Towards the experimental decomposition rate of carbonic acid (H2CO3) in aqueous solution.

Dry carbonic acid has recently been shown to be kinetically stable even at room temperature. Addition of water molecules reduces this stability significantly, and the decomposition (H2CO3 + nH2O --> (n+1)H2O + CO2) is extremely accelerated for n = 1, 2, 3. By including two water molecules, a reaction rate that is a factor of 3000 below the experimental one (10 s(-1)) at room temperature was found. In order to further remove the gap between experiment and theory, we increased the number of water molecules involved to 3 and took into consideration different mechanisms for thorough elucidation of the reaction. A mechanism whereby the reaction proceedes via a six-membered transition state turns out to be the most efficient one over the whole examined temperature range. The determined reaction rates approach experimental values in aqueous solution reasonably well; most especially, a significant increase in the rates in comparison to the decomposition reaction with fewer water molecules is found. Further agreement with experiment is found in the kinetic isotope effects (KIE) for the deuterated species.
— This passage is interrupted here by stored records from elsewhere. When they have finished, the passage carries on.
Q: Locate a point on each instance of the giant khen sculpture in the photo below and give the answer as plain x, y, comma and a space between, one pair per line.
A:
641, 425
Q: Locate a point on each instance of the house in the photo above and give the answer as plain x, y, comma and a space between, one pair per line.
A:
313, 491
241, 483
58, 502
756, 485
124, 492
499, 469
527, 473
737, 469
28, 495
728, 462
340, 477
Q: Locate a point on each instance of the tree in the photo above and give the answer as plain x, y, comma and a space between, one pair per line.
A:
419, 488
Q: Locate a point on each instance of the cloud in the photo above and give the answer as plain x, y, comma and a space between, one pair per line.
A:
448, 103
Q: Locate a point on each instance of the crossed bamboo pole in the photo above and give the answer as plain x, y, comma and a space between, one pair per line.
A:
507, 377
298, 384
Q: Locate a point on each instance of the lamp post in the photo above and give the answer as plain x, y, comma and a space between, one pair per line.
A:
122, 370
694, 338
For water-free carbonic acid, the KIE (i.e., kH2CO3/kD2CO3) for the decomposition reaction is predicted to be 220 at 300 K, whereas it amounts to 2.2-3.0 for the investigated mechanisms including three water molecules. This result is therefore reasonably close to the experimental value of 2 (at 300 K). These KIEs are in much better accordance with the experiment than the KIE for decomposition with fewer water entities.